Before that, one must change the continuous numerical value to categorical.

In [66]:
df__adult['age range'] = pd.cut(df__adult['age'], range(df__adult['age'].min(), df__adult['age'].max(),5))
df__adult['capital-gain range'] = pd.cut(df__adult['capital-gain'], range(df__adult['capital-gain'].min(), df__adult['capital-gain'].max(), 5000))
df__adult['earning'] = df__adult['earning'].apply(lambda x: x.replace(".", ""))
# This is commented out as the capital-loss is all blank
# df__adult['capital-loss range'] = pd.cut(df__adult['capital-loss'], range(df__adult['capital-loss'].min(), df__adult['capital-loss'].max(), 5000))

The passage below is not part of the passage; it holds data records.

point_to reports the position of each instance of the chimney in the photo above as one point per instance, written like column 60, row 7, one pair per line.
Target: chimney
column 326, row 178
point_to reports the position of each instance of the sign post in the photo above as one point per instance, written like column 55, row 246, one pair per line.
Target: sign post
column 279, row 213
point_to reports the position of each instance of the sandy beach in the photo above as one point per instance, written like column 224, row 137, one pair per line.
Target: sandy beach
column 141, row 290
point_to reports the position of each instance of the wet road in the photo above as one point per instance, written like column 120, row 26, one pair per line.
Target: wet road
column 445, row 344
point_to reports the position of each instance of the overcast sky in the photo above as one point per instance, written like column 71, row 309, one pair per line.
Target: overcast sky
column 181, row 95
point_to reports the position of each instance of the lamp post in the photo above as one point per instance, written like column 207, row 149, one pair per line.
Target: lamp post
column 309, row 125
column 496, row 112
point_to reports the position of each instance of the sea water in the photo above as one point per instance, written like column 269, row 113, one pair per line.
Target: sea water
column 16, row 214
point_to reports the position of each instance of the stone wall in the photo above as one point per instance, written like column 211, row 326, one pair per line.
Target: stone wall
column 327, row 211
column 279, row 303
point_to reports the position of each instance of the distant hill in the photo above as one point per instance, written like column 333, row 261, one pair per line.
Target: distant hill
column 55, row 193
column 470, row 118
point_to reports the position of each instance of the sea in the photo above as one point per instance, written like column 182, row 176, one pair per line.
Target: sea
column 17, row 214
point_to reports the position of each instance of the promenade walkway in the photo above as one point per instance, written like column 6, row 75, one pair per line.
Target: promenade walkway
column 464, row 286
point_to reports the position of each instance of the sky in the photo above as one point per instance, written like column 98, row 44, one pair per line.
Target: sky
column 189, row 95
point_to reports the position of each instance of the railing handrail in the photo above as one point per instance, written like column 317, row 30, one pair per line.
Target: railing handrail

Now that the desired columns are in place, one is able to further develop the data set into an itemset by going from a pandas dataframe to a list.

In [67]:
data = []
for index, row in df__adult.iterrows():
    data.append([str(row['age range']),str(row['education']),str(row['earning'])])

In [70]:
a = TransactionEncoder()
a_data = a.fit(data).transform(data)
df = pd.DataFrame(a_data, columns=a.columns_)
df = df.replace(False, 0)
df = df.replace(True, 1)
df.head()

Unnamed: 0,10th,11th,12th,1st-4th,5th-6th,7th-8th,9th,<=50K,>50K,Assoc-acdm,Assoc-voc,Bachelors,Doctorate,HS-grad,Masters,Preschool,Prof-school,Some-college,"(17.0, 22.0]","(22.0, 27.0]","(27.0, 32.0]","(32.0, 37.0]","(37.0, 42.0]","(42.0, 47.0]","(47.0, 52.0]","(52.0, 57.0]","(57.0, 62.0]","(62.0, 67.0]","(67.0, 72.0]","(72.0, 77.0]","(77.0, 82.0]","(82.0, 87.0]",nan
0,0,0,0,0,0,0,0,1,0,0,0,1,0,0,0,0,0,0,0,0,0,0,1,0,0,0,0,0,0,0,0,0,0
1,0,0,0,0,0,0,0,1,0,0,0,1,0,0,0,0,0,0,0,0,0,0,0,0,1,0,0,0,0,0,0,0,0
2,0,0,0,0,0,0,0,1,0,0,0,0,0,1,0,0,0,0,0,0,0,0,1,0,0,0,0,0,0,0,0,0,0
3,0,1,0,0,0,0,0,1,0,0,0,0,0,0,0,0,0,0,0,0,0,0,0,0,0,1,0,0,0,0,0,0,0
4,0,0,0,0,0,0,0,1,0,0,0,1,0,0,0,0,0,0,0,0,1,0,0,0,0,0,0,0,0,0,0,0,0


Now let's apply the apriori algorithm.

In [71]:
df = apriori(df, min_support = 0.2, use_colnames=True, verbose=1)
df.head()

Processing 12 combinations | Sampling itemset size 2


Unnamed: 0,support,itemsets
0,0.760718,( <=50K)
1,0.239282,( >50K)
2,0.323164,( HS-grad)
3,0.222718,( Some-college)
4,0.271918,"( HS-grad, <=50K)"


Now that one has the supports as well as the 

In [74]:
df_ar = association_rules(df, metric="confidence", min_threshold=0.5)
df_ar

Unnamed: 0,antecedents,consequents,antecedent support,consequent support,support,confidence,lift,leverage,conviction
0,( HS-grad),( <=50K),0.323164,0.760718,0.271918,0.841422,1.106089,0.02608,1.508919


From the observation above, it seems that there is not any significant correlation in finance. The most one can obtain is that the probability of someone earning less than or equal to 50K given that they are HS-grad is 27.2%.